Manshee Zheng (b.2002, Beijing, China)
My work investigates the icon as both an aesthetic and ideological construct—how objects, images, and bodies are shaped, consumed, and standardized within networks of mass production and visual culture. From the commodification of domestic forms—tables, doors, shelves—to the fetishization of the female body, I examine how meaning is imposed, and how something becomes a signifier of power, desire, or control. A girl who internalizes the gaze is shaped by it, and ultimately consumed by it becomes an icon in the most literal sense—flattened, circulated, aestheticized, optimized for recognition. The same logic applies to a MacBook folder icon, an image derived from the beige Manila folder, a colonial relic systematized through U.S. bureaucratic expansion and Hollywood’s codification of office culture. What once held physical documents is now a ubiquitous digital symbol—functionally detached from its historical origin, yet continuously reinforcing the structures that produced it. These images feel hyperfamiliar yet inaccessible. I recognize them on my screen, in globalized media, yet I have never physically engaged with them. Their history reaches me only through secondary sources—fragments of digital transmission, algorithmically filtered knowledge, compressed and re-disseminated. The further I trace back, the more the subject disintegrates. This experience is not unfamiliar; I, too, exist as a reference point to be placed, categorized, and questioned. “Where do you come from?” is a demand for context, a request for coherence, an expectation that one’s origin provides a stable narrative. Yet, I reject the premise that history dictates identity. I do not believe I am what I eat; I believe I am what I see.
The logic of selection and control extends to my material choices. My practice operates within rigid, self-imposed parameters—rules that dictate what is included, how it is arranged, and under what conditions it is recognized as complete. Found objects are chosen with precision: mass-produced yet deliberately positioned, generic yet subject to imposed specificity. Their original function is secondary to their capacity to be recontextualized. I work primarily with synthetic, secondhand materials—acrylic, polyester, plastic, manufactured latex, and PVC—not only for their aesthetic and structural properties but also for what they signify. These materials resist decay, embodying the efficiency-driven logic of contemporary production: designed for optimization, and engineered for disposability. They are ubiquitous yet overlooked, seamlessly integrated into daily life, forming the physical and ideological infrastructure of a world that prioritizes surface over substance, and modularity over permanence. They function as both artifacts and evidence—proof of a system that standardizes not only objects but perception itself.

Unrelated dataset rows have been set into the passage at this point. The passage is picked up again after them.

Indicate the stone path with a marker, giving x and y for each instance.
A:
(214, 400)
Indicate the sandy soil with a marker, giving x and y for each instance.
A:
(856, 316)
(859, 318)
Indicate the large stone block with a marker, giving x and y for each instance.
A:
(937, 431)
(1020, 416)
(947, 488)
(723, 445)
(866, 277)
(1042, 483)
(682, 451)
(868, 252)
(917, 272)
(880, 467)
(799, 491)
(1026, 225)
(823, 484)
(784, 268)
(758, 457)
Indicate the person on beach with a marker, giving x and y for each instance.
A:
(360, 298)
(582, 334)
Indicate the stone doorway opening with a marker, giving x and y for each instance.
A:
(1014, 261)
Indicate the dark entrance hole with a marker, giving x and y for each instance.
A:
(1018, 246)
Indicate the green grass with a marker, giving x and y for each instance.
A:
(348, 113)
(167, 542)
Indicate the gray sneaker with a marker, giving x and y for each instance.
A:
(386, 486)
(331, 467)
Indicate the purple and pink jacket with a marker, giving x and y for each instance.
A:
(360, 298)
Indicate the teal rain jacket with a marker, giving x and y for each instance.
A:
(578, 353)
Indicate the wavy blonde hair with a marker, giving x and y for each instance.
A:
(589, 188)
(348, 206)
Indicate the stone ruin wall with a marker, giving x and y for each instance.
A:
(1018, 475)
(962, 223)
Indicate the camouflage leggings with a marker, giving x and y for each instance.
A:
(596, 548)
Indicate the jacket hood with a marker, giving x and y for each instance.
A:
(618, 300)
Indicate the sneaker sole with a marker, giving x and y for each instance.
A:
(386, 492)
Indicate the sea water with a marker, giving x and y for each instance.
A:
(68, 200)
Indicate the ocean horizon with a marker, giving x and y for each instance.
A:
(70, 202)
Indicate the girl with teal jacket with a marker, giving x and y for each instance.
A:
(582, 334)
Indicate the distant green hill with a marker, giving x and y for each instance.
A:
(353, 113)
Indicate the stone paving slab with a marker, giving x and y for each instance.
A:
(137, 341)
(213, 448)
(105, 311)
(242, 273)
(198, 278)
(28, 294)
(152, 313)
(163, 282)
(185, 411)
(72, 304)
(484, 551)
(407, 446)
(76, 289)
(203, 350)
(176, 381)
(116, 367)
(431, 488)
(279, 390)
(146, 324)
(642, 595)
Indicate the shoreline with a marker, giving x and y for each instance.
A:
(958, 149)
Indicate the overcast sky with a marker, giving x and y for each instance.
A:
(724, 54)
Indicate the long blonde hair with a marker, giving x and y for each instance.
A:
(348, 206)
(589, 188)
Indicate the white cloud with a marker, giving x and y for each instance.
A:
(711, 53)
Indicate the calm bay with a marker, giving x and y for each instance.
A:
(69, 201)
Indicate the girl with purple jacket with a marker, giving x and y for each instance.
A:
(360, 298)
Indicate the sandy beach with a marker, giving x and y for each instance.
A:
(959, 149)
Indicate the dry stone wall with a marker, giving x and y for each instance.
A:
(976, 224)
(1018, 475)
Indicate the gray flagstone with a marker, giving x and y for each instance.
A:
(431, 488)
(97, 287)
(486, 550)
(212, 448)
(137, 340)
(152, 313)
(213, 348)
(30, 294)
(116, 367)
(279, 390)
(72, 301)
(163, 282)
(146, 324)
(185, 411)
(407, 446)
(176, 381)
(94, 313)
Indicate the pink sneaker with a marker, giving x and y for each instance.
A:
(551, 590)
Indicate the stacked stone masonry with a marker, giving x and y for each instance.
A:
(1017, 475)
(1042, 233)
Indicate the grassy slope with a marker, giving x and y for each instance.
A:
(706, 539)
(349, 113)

This extends to my representation of the female body, positioned within an economy of desirability that operates on similar principles of standardization and control. The figures I depict exist within a carefully calibrated threshold—flirtatious yet contained, suggestive without transgressing into explicitness. They embody an economy of near-pornographic aesthetics, optimized for consumption but never allowed to exceed their designated function. They are mirrors of my own desires, my projections, but they are also reflections of a broader mechanism—an algorithmic logic of visibility that dictates how bodies are presented, mediated, and valued. I manipulate them, objectify them, and fetishize them, reinforcing and exposing the conditions that determine their reception. The question is not simply how they are seen, but who determines the framework of visibility itself.
I create because it is the only space in which I can dictate the terms of my own existence. It offers a paradoxical form of autonomy—simultaneously embedded within systems of recognition and able to critique them from within. It is a way to occupy space, to assert worth, to demand visibility on my own terms. In the end, my works become both the medium and the message—embedded within the very structures I analyze, but using them to my advantage, proving that I exist.